Met speels gemak lepelt Slater feiten op. Hij kan met smaak vertellen over de winterdag in 1994 waarop ene Charlie Palmer een held voor de eeuwigheid werd door toevallig op het juiste moment een bal binnen te koppen. Het gebeurde in de 86e minuut en de tegenstander was Nottingham Forest, de buurman aan de andere kant van de Trent die op dat moment dertien duels ongeslagen was.

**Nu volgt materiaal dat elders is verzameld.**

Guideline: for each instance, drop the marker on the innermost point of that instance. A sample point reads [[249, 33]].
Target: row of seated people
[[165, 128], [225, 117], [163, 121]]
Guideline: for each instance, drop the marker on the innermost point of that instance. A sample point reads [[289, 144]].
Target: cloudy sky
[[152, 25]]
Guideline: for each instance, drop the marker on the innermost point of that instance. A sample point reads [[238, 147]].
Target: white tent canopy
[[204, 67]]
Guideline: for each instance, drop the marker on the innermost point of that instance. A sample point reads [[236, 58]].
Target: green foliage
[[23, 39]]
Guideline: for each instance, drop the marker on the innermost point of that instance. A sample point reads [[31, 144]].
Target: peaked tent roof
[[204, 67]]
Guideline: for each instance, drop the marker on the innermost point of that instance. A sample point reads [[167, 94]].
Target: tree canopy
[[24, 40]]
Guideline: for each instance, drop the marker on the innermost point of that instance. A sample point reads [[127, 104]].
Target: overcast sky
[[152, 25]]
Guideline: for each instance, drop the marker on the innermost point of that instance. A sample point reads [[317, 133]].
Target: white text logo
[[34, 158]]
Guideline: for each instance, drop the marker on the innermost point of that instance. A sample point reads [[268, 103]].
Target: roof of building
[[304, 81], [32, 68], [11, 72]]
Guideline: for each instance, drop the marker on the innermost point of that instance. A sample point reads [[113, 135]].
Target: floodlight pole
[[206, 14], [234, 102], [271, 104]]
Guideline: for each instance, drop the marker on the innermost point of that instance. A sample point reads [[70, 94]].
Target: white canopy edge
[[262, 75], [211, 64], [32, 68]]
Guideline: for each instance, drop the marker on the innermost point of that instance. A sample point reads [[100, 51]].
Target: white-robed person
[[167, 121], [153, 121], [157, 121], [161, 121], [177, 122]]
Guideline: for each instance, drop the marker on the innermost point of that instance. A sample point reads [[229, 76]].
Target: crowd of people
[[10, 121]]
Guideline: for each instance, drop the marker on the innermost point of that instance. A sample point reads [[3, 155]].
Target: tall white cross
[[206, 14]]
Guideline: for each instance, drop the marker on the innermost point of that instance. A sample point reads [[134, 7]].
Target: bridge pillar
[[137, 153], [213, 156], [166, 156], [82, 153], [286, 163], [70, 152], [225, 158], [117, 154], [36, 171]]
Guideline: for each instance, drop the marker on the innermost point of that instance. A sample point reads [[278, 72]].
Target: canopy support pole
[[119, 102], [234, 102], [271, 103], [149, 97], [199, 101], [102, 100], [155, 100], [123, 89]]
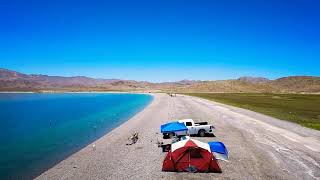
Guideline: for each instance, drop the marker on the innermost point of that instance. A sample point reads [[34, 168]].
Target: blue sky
[[161, 40]]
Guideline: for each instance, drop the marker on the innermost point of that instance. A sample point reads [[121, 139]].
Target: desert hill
[[15, 81]]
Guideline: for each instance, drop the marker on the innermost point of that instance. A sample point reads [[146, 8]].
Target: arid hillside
[[15, 81]]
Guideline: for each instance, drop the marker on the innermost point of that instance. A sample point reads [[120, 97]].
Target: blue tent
[[173, 127], [219, 149]]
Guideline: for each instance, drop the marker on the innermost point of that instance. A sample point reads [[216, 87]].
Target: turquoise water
[[39, 130]]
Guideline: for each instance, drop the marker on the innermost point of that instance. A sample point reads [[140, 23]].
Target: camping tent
[[173, 127], [219, 150], [190, 156]]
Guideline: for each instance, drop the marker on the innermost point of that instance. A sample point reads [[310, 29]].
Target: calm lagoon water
[[39, 130]]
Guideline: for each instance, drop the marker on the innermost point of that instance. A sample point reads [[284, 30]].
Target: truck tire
[[202, 133]]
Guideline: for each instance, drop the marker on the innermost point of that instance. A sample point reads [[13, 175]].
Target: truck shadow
[[207, 135], [195, 135]]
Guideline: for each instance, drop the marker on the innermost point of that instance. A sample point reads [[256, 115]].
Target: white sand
[[260, 147]]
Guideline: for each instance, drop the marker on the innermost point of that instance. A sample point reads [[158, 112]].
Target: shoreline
[[243, 132]]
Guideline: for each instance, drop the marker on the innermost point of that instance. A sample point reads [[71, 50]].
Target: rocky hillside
[[15, 81]]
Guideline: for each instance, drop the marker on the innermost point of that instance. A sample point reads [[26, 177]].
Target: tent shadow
[[206, 135]]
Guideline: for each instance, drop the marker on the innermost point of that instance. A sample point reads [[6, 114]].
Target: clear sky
[[161, 40]]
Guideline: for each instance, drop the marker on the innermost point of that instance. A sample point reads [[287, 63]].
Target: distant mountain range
[[15, 81]]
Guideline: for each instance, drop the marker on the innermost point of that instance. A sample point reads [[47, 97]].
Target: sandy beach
[[260, 147]]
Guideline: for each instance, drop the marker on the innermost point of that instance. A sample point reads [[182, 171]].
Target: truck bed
[[201, 123]]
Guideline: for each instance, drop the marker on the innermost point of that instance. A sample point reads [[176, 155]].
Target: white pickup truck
[[199, 128]]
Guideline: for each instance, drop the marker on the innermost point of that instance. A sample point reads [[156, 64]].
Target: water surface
[[39, 130]]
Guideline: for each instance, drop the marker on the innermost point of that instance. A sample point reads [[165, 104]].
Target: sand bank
[[260, 147]]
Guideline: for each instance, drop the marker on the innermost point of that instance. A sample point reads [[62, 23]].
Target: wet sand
[[260, 147]]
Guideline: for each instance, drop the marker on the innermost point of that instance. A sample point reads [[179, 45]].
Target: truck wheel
[[202, 133], [171, 135]]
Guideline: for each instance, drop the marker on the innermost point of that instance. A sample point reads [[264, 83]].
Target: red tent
[[190, 156]]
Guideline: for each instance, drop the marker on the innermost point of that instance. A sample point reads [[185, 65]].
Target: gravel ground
[[260, 147]]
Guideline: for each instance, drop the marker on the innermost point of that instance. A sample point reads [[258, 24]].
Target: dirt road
[[260, 147]]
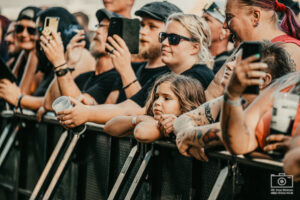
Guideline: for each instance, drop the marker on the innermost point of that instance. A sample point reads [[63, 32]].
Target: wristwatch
[[63, 72]]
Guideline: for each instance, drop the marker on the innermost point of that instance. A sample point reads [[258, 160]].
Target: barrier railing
[[140, 164]]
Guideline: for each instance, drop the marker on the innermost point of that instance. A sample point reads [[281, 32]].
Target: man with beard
[[150, 50], [91, 87]]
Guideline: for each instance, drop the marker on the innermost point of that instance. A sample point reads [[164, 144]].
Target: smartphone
[[250, 49], [51, 23], [128, 30]]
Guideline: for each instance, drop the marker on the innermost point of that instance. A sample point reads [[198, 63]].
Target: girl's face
[[25, 34], [173, 55], [238, 21], [165, 101]]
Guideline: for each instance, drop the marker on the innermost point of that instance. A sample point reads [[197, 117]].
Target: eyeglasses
[[101, 25], [173, 38], [20, 28], [213, 7]]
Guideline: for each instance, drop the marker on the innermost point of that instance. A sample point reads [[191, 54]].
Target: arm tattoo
[[210, 136], [208, 114]]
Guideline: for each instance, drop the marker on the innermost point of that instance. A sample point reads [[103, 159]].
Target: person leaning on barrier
[[257, 20], [91, 87], [214, 15], [203, 122], [170, 96], [184, 45], [246, 131]]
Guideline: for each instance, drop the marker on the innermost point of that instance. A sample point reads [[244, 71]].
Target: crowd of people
[[188, 85]]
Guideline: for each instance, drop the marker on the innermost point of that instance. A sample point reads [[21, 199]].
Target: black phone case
[[5, 72], [250, 49], [128, 29]]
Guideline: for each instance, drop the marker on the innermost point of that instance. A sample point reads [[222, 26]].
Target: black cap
[[159, 10], [103, 13], [29, 13]]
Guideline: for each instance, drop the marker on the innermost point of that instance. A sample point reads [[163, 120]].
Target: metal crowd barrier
[[152, 171]]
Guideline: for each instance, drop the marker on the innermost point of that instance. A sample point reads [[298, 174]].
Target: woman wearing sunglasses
[[184, 46]]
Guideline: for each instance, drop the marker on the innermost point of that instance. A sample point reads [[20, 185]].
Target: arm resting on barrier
[[100, 114], [121, 126]]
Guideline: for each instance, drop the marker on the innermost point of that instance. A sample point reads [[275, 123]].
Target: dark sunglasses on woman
[[20, 28], [173, 38]]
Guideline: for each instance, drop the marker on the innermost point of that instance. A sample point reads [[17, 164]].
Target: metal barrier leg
[[9, 144], [61, 166], [48, 166], [4, 134], [139, 175], [128, 164], [219, 184]]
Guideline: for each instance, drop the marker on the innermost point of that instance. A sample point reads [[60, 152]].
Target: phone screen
[[51, 24]]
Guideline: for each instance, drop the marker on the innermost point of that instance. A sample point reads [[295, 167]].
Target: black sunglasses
[[173, 38], [20, 28], [213, 7]]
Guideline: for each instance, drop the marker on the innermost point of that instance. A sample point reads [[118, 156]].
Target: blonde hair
[[199, 31], [188, 90]]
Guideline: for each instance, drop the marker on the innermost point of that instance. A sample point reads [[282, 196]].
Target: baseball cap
[[29, 13], [103, 13], [216, 9], [159, 10]]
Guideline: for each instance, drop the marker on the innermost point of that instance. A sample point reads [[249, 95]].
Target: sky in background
[[11, 8]]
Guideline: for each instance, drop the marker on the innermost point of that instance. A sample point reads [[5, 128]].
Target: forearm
[[147, 131], [51, 94], [234, 131], [131, 87], [31, 102], [119, 126], [105, 112], [67, 86]]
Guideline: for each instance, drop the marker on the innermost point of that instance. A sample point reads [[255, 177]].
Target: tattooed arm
[[203, 115], [192, 141]]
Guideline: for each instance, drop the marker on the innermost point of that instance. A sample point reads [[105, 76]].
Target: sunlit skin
[[174, 56], [165, 102], [25, 40], [150, 28], [238, 21]]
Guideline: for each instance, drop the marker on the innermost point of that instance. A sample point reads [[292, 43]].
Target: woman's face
[[165, 101], [174, 55], [25, 34], [238, 21]]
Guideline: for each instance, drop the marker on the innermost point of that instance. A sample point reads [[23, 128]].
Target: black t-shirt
[[143, 76], [220, 60], [199, 71], [98, 86]]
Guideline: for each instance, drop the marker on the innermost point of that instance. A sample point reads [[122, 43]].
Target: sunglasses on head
[[173, 38], [20, 28], [213, 7]]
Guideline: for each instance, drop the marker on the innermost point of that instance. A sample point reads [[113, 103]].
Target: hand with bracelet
[[10, 92], [245, 73]]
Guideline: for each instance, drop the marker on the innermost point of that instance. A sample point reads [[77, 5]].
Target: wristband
[[60, 65], [20, 97], [127, 86], [133, 122], [231, 102]]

Palmer stond te boek als een huis-tuin-en-keukenback. Scoren deed hij nooit, nu was hij matchwinnaar geworden in wat voorlopig de laatste derby zou zijn (2-1). Palmer, gek van vreugde, hield niet meer op met rennen. Ergens op zijn eigen helft konden ze hem tegenhouden. Sindsdien is 12 februari Charlie Palmer Day in het zwart-witte deel van de stad. Er is zelfs een boek geschreven over dat ene moment. ‘Iedereen kent deze jongeman nu als Sir Charlie. De enige voetballer die niet door de koningin tot ridder gekroond is, maar door de fans.’

OPSTAND

Slaters sentimental journey begon in 1959. ’27 augustus, ik weet alles nog. 2-1 gewonnen van Chester. Het was bepaald geen liefde op het eerste gezicht. Ik deed gewoon mijn werk en maakte een verslag voor The Football News, een roze avondkrant. Maar voordat ik het wist, is het een deel van mijn leven geworden.’

Hoewel Slater en Notts County met elkaar vergroeide namen zijn en de perskamer naar hem is vernoemd, heeft hij zich nooit door emoties laten meeslepen. ‘Ik raak wel eens wat verhit tijdens mijn verslag. Ik kan oprecht boos worden als het niet loopt. Maar het verschil is dat ik geen fan ben. Er zijn families die 500 pond (660 euro, nvdr) per seizoen betalen om hun ploeg te zien. Het kost mij niks. Ik word betaald door de BBC om met mijn hobby bezig te zijn en allerlei leuke mensen te ontmoeten. Dan ben je toch een gezegend mens?’

Op de perstribune heeft hij een vaste stek. Iedereen weet dat. Niet de eerste klapstoel, maar de tweede. Dat heeft een strategische reden. Als het hard waait, houdt een bredere collega hem uit de wind. ‘Hij is nog jong, hij kan het hebben.’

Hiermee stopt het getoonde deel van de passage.